The new laws and rules have the potential to eliminate the many ways that data holders, like Epic, impose information blocking. People should have access to all their electronic patient record data, as is required in the 21st Century Cures Act, which Congress passed in 2016. These advancements will require EHR vendors, health systems, and others in the health care ecosystem to adapt to new opportunities. The banking industry showed us what is possible when services became available to us digitally. Competition was enhanced and so was convenience. Security was not compromised and banks did not insist that the government require the public to continue to use tellers.
It’s time for health care to catch up. I look to health systems to advocate for patient rights in the digital era and leverage the possibilities of a digital world to achieve higher-quality services at more affordable prices with better experience than their competitors. As HHS Secretary Alex Azar said clearly at the annual meeting of the Office of the National Coordinator, “Scare tactics are not going to stop the reforms we need.” Now is also the time for people who care about patients’ rights to access to support the government to issue final rules that side with patients.

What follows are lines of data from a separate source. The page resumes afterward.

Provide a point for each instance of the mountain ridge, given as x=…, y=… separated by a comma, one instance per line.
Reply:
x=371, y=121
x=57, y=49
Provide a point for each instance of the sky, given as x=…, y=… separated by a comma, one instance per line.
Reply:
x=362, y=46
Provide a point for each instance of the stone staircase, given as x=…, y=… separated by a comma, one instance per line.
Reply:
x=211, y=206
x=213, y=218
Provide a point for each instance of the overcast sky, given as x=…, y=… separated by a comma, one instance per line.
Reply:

At the same time, vendors of electronic health systems should spend less time lobbying the government to push back on patient access to data and more time producing innovative products that better serve the needs of patients and health care professionals.
Harlan M. Krumholz, M.D., is professor of medicine and of public health at the Yale School of Medicine, director of the Center for Outcomes Research and Evaluation at Yale New Haven Health System, and co-director of the Yale Open Data Access (YODA) Project.

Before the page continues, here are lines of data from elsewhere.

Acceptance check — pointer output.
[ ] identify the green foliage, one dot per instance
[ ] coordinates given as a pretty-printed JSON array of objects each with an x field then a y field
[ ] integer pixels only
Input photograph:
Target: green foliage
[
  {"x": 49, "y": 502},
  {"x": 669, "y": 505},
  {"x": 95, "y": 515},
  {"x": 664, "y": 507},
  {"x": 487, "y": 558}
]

I only have to think Facebook and Cambridge Analytica to be on the side of those who want to error on the side of restraint. We consumers are still easily tricked into unlocking access.
It is much too late now. This data has already been monetized and sold, by companies like Alphabet. There is not one example of any benefit to patients. It just was not profitable to give patients their data, after all the lacks of data was more profitable, especially when tests procedures and imaging could be done all over again, for a price. Physician did not bother to ask any questions as long as the data collected could help them avoid liability, not save lives.
This isn’t really true. HIPAA covered entities and business associates cannot sell identifiable data. Alphabet/Google has two major pending issues (Ascension and Chicago) where PHI may have been accessed (or planned to be accessed) inappropriately.
The issue with the ONC rule is that it will open up the door to third party apps accessing streams of identifiable patient data at *scale* which they can turn around and do whatever they want with it (provided they have authorized the app to connect to their health record and agreed to the user agreement terms). There is no regulation on the use or sale of data that patients more or less give to apps. While this happens today regardless, it happens on a much smaller scale.
There’s a reason why big tech is now urging support for pushing the rule through and it’s got nothing to do with what is best for patients (and those who care for them).
The issue though is, as you say, the patient should access their data “and be in control of it” – this rule will force EHRs/providers to share data with entities who have no legal mandate to use that data appropriately/ethically and the patient will not have control over it. No informed consent, no right to be forgotten, no human subjects research reviews, etc. Your app might do these things but that doesn’t mean the others will. Tech has shown that they are incapable of regulating themselves and incapable of voluntarily protecting privacy. And any app that amasses a significant amount of patient data, regardless of how pure their intentions, will be bought by big tech with less pure intentions. The data is just too valuable to expect self-regulation.
The patients want their data, and they deserve to get it good and hard. Patients should decide whether an entity is trustworthy- not Epic, not the Feds.